The FTSE 100 player expects year-end income to be approximately £50m (US$64.5m/€55m) more than previous estimates.

Isle of Man anchored GVC predicts a 2020 EBITDA–earnings before interest, tax, depreciation and amortisation–in the range of £780m (US$1b/€856m) with the proviso that there are no more major Covid-19 disruptions.

Commenting on Q3 performance, GVC Chief Executive Shay Segev said:

“This has been another strong period for the company.
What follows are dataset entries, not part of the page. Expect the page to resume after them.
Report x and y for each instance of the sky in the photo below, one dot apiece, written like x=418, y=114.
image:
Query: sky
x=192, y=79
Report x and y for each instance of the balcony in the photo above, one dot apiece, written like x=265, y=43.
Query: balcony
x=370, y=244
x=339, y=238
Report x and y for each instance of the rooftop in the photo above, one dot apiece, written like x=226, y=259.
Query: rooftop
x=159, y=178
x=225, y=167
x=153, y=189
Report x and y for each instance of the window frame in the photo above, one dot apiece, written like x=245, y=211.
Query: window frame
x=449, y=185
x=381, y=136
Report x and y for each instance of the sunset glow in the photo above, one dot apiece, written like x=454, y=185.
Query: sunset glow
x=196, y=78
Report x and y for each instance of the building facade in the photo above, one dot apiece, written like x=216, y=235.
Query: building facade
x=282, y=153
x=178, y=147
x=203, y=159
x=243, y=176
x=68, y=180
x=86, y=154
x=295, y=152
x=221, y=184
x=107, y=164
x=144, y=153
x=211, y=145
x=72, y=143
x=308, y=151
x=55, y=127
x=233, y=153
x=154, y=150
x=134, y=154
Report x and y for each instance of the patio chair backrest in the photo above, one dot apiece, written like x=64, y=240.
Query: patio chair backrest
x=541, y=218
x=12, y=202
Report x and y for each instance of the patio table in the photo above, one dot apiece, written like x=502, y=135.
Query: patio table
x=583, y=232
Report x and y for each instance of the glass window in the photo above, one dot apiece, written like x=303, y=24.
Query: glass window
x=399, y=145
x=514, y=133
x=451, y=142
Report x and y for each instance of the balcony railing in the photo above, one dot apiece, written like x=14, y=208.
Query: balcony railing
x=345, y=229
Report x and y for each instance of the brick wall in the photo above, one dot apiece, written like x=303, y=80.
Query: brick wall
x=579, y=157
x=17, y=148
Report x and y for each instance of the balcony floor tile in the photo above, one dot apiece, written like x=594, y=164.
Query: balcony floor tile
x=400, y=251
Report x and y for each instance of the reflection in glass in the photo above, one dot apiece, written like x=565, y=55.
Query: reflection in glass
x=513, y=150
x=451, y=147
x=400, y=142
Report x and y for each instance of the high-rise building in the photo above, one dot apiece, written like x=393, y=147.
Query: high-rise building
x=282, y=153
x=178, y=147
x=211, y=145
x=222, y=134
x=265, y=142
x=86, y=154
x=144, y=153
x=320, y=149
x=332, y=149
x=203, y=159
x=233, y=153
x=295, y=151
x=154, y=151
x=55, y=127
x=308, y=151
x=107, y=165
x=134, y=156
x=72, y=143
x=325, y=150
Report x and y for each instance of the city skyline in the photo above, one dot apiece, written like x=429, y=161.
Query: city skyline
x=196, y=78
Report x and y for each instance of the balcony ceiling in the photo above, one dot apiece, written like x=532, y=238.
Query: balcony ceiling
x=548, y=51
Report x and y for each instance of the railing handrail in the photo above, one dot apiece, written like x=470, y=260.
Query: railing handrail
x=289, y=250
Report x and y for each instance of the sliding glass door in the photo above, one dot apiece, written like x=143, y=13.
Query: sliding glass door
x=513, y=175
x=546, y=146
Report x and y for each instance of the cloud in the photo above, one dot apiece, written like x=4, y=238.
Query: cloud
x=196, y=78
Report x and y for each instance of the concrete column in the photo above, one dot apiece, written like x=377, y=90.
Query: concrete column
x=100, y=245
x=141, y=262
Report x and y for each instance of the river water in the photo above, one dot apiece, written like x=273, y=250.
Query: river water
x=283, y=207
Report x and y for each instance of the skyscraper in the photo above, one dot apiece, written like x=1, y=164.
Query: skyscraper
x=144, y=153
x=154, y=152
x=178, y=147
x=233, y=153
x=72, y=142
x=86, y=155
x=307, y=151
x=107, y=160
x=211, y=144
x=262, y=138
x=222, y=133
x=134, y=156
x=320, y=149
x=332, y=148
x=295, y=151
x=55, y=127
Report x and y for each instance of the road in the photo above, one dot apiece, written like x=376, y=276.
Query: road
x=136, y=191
We have delivered market share gains in all our major territories. GVC is primed for further growth.

“The momentum that we are seeing across the group is a clear testament to the resilience of our highly diversified business model, the attractiveness of our brands and products, the power of our proprietary technology platform, and the hard work and dedication of our teams around the world.”

Group net gaming revenue (NGR) increased 12 per cent during the period, with online delivering its 19th consecutive quarter of double-digit online growth with a 26 per cent rise. Online NGR in Australia, alone, showed a spectacular 64 per cent increase.

In the US, where the firm anticipates sports betting and iGaming will be worth approximately US$20.3bn (£15.7b/€17.3b) by 2025, GVC’s joint venture with MGM Resorts International, BetMGM, has launched in eight states, with three more expected to join by this year’s end.

Market share in US territories where BetMGM is operating is already running around 17 per cent.

In Q3 the company expanded its partner roster to embrace deals with American football teams the Denver Broncos, Detroit Lions and Las Vegas Raiders and Tennessee Titans.

With anticipated 2020 revenues of around US$160m (£124m/€136m) for the joint-venture, BetMGM is expecting to post a strategic loss of US$155m (£120m/€132m) for the year after debt has been paid down.

On the European front, across GVC’s 3,000-odd betting shops in the UK (Ladbrokes Coral, et al), performance was more muted – hardly surprising given the impact of coronavirus.

Revenue was down five per cent year-on-year, although GVC said its stores had opened as soon as the lock-down eased. Betting volumes had returned to within 10 per cent of pre-Covid-19 levels, the company said in a statement.

European retail, on the other hand, saw revenue rise 2 per cent from Q3 2019, aided by a strong performance in Italy; although recoveries in Belgium and the Republic of Ireland were slower.

Added GVC Chief Executive Segev: “While the risk of further restrictions as a result of COVID-19 mean that we remain cautious on the short-term outlook, in the longer term we are confident of being able to continue delivering sustainable growth for all our stakeholders.”